By Lauren Mau, Guest Blogger
My husband Peter and I have three children. Peter and I have been together since we were seventeen years old. For my twenty-second birthday, Peter got a vasectomy, just a couple months before we got married. Adoption was heavy on our hearts so we decided to make that a permanent decision. Our kiddos – Ephraim, Eli and Esther – are fourteen, twelve and nine. We met each of our kids when they were two weeks old.
Before kids, I was a middle school teacher. I soaked myself into my students’ lives. Before school, during school, after school and summers I would find ways to connect with the youth. They taught me how to cook and dance. I sent them to camps and visited with them at their homes and shelters.

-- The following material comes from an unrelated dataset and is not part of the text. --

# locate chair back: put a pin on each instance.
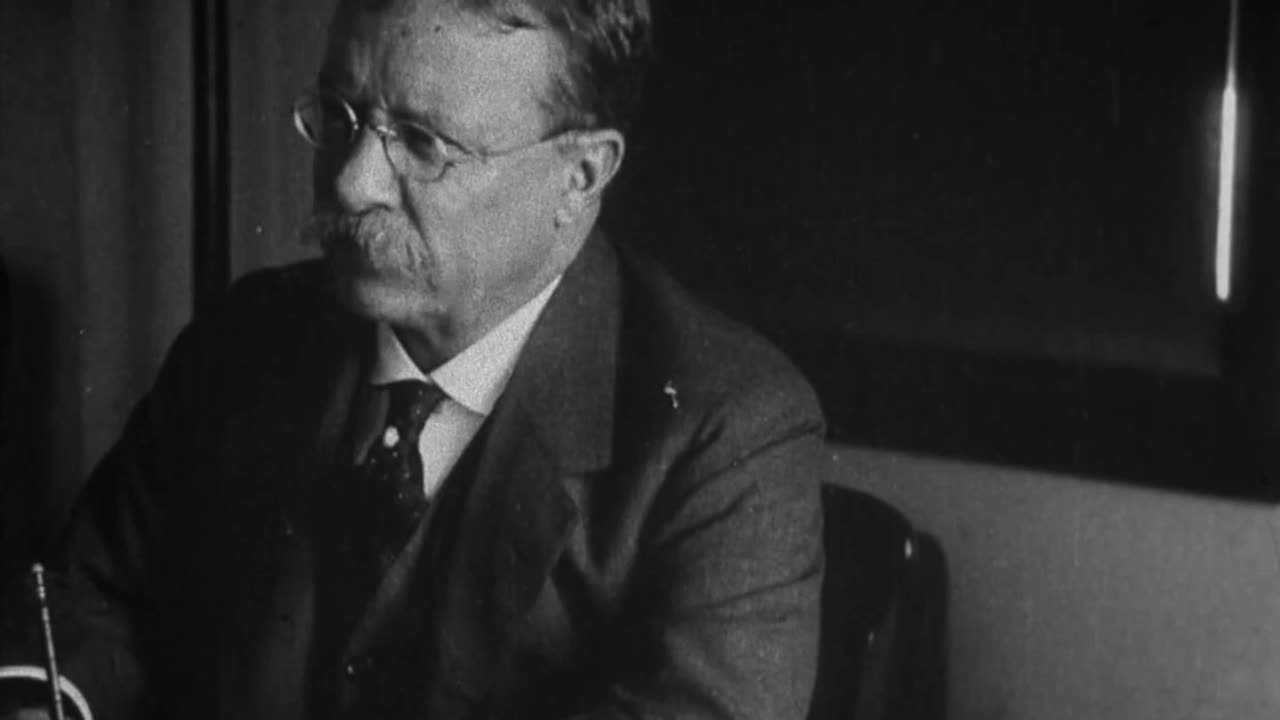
(883, 605)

When Peter and I adopted our second child, I made the choice to stay home. Daycare was such a nightmare with my oldest that I could not bear to start the search again. Ephraim had been in six different daycares during the first 9 months of his life. At the first place he never slept. The second I would show up to pick him up only to find all the infants and toddlers strapped to chairs lined up watching Dr. Phil. After finding rubber bands and a game piece in Ephraim’s poop, I decided it was time to move on. The third place called me at work his first day in order to tell me what a naughty boy he was because he bit another child. I left work early, swooped Ephraim up, and he never saw a day two there.
Teaching was missional for me. Everyday I felt empowered to be His love. I felt a responsibility to reflect who He is and humbled when I realized how easy it was for me to lose site of the beauty He created in each and every student.

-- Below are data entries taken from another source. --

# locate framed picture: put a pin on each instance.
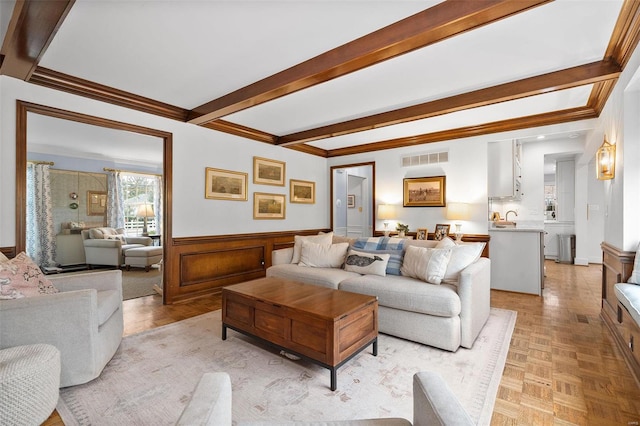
(302, 191)
(268, 172)
(424, 192)
(441, 231)
(96, 203)
(225, 185)
(268, 206)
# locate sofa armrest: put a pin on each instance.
(146, 241)
(103, 280)
(474, 289)
(435, 404)
(210, 403)
(281, 256)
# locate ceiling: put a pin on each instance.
(326, 77)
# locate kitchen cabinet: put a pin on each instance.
(517, 260)
(504, 170)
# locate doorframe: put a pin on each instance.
(373, 189)
(22, 110)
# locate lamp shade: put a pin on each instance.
(386, 212)
(458, 211)
(145, 210)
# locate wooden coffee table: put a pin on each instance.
(325, 326)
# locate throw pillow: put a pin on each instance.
(426, 264)
(324, 239)
(322, 256)
(21, 277)
(366, 263)
(462, 255)
(635, 274)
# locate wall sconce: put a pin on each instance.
(606, 161)
(459, 212)
(386, 212)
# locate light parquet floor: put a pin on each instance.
(562, 367)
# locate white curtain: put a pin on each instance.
(157, 203)
(41, 235)
(115, 200)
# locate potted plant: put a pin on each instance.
(402, 229)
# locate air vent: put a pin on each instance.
(426, 158)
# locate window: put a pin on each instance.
(140, 190)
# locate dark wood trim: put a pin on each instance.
(541, 84)
(32, 26)
(373, 186)
(555, 117)
(444, 20)
(22, 110)
(78, 86)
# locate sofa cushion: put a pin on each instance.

There was a clinging and dependence Peter and I had on Christ each time we went through the adoption process. It was an intimate, emotional journey filled with overwhelming joy and heartache.

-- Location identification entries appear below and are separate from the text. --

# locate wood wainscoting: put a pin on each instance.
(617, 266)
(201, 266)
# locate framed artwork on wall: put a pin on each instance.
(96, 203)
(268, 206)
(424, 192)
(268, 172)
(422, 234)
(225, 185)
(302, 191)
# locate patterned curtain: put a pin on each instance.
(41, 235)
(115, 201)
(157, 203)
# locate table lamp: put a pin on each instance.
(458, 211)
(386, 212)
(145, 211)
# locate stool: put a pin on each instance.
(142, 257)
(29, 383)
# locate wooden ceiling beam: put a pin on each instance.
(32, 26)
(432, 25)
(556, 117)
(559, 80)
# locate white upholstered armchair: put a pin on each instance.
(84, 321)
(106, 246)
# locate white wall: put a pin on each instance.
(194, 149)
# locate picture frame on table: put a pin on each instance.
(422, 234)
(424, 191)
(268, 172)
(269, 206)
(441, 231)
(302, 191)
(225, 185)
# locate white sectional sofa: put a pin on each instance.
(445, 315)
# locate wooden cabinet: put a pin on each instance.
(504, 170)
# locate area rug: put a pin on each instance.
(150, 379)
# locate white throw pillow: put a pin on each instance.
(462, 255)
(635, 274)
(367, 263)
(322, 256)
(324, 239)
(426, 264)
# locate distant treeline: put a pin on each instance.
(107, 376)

After adopting our third, I began feeling anxious, unsettled. I had been home for three years. Our family was complete. I was growing tired of people abruptly ending our conversation when they found out I stayed home with my kids. Apparently homemaker is not an interesting career choice. I beg to differ. I have been a part of Lochness monster sightings in nearly every lake we have ever driven by. I’ve been followed and confronted by dozens of adults feeling the need to share their judgment on my family as a white mom raising black children, or someone not understanding my son, Eli has autism. I’ve participated in countless episodes of cooking shows that I judge as my kids create culinary masterpieces out of play dough and sand.
I tried to fill that missional feel I thought I lost in staying home with the kids. I started writing a children’s book that would reflect families that looked like ours. I went to seminars learning how to start your own non-profit. I designed a potential mentoring program for kids who were adopted cross-culturally. I searched houses online in my neighborhood and daydreamed with my husband about opening a home for families in need. I started writing a book of short stories of how Christ had soaked me in His gracious, forgiving and passionate love. Instead of finding fulfillment, I grew more agitated as I would start but never see an idea to completion.
Being a stay home mom often felt small, isolating, and unimportant in the daily mundane routine.
Then one evening as I sat with Jesus in my upstairs hallway while my husband and children slept in the room connected to where I sat, I stumbled on Mother Theresa’s words: “Small things with great love”.
Christ blew me away with His clarity that night as I realized while I had worked so hard to try and do something big and great for Christ, I was missing the truth that all the small things of “staying home” are as crucial and missional as the big things when done in great love.
A tattoo on my wrist with the words “small things with great love” reminds me daily to find contentment, purpose and joy in the everyday moments when I see them through the eyes of Christ’s great love.